HCMI was created and funded by the National Cancer Institute, Cancer Research UK, foundation Hubrecht Organoid Technology, and Wellcome Trust Sanger Institute. Together, these organizations develop policy and make programmatic decisions to contribute to the function of the HCMI.
The National Cancer Institute’s (NCI) Office of Cancer Genomics (OCG), within the Center for Cancer Genomics (CCG) manages the Cancer Model Development Centers (CMDCs). OCG also helps to facilitate communication between the CMDCs and the model development teams from CRUK, the HUB, and WTSI.
Cancer Research UK (CRUK) and Wellcome Trust Sanger Institute (WTSI) are co-funding organoid generation for the United Kingdom’s arm of HCMI. CRUK have leveraged their unique network of clinical sites to access clinical samples and WTSI will derive and sequence organoid models.
The foundation Hubrecht Organoid Technology (HUB) is a not-for-profit organization founded by the Royal Netherlands Academy of Sciences and the University Medical Center Utrecht. The HUB will generate and sequence organoid models for HCMI.
This group shares knowledge and protocols to advance and refine model development. Though the data collection mechanisms for each of these groups will not be identical, every effort will be made to maintain uniformity. The models will be made available through a single distributor, ATCC.

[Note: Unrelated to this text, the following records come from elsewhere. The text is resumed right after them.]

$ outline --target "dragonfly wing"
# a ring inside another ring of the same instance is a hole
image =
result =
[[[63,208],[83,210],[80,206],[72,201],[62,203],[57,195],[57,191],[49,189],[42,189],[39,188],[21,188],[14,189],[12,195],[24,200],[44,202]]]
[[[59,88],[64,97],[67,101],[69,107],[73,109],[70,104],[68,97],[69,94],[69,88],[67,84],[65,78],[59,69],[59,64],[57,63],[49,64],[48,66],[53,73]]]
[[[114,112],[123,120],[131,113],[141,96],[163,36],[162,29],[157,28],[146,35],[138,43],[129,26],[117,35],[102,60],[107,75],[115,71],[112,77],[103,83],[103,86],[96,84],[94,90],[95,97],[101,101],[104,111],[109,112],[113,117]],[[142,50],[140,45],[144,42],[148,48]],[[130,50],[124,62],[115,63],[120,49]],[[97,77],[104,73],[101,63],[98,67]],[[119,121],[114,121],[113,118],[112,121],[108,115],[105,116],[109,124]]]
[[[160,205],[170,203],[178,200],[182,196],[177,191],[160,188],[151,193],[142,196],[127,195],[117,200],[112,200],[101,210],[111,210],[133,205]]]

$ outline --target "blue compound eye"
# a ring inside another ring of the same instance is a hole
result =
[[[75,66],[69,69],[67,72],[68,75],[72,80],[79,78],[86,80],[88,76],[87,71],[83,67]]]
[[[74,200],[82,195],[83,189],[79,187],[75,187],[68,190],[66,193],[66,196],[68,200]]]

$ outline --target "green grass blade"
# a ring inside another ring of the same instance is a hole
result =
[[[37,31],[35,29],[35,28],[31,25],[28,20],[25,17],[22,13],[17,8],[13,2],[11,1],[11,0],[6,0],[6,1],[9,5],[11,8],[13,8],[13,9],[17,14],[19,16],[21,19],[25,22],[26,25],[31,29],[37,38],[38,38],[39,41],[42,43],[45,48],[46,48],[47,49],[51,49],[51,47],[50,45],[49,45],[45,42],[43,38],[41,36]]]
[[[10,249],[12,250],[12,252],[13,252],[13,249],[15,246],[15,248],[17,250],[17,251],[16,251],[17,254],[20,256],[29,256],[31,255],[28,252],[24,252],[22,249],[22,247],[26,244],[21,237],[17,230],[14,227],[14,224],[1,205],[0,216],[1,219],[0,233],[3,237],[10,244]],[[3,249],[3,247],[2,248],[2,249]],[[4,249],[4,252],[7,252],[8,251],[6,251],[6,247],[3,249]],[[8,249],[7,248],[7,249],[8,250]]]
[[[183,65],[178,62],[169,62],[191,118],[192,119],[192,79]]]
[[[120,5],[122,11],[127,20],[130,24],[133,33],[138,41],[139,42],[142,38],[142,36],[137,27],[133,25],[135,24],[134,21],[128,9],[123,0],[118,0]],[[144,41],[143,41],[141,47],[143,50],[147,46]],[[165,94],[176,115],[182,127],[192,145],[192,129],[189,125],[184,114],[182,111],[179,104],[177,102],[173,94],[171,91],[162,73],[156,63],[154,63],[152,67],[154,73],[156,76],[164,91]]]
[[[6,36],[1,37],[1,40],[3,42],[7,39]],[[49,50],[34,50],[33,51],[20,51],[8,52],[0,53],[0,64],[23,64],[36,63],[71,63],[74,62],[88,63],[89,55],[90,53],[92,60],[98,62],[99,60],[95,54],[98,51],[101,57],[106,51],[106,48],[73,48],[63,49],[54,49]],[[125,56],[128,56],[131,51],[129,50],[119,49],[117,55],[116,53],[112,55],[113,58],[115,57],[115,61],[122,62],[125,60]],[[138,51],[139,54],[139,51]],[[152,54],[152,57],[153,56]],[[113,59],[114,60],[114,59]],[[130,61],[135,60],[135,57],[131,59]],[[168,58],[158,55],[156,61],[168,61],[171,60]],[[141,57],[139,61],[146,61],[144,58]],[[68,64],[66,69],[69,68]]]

The governance group of the funders has been established in order to ensure the coordination of all efforts within the HCMI. The roles of the governance group include defining standard principles and methodologies as they relate to aspects of patient consent and clinical data collection, intellectual property, molecular analysis, and clinical data dissemination; establishing a model distribution mechanism; setting timelines for deliverables; ensuring communication amongst the consortium; and advertising the successes of the program via publication of peer-reviewed manuscripts and press releases.
ATCC is a non-profit biorepository whose mission within the HCMI will be to (1) acquire cancer models from the generating laboratories, (2) authenticate and preserve the models and evaluate them for quality, and (3) globally distribute the models and supportive information.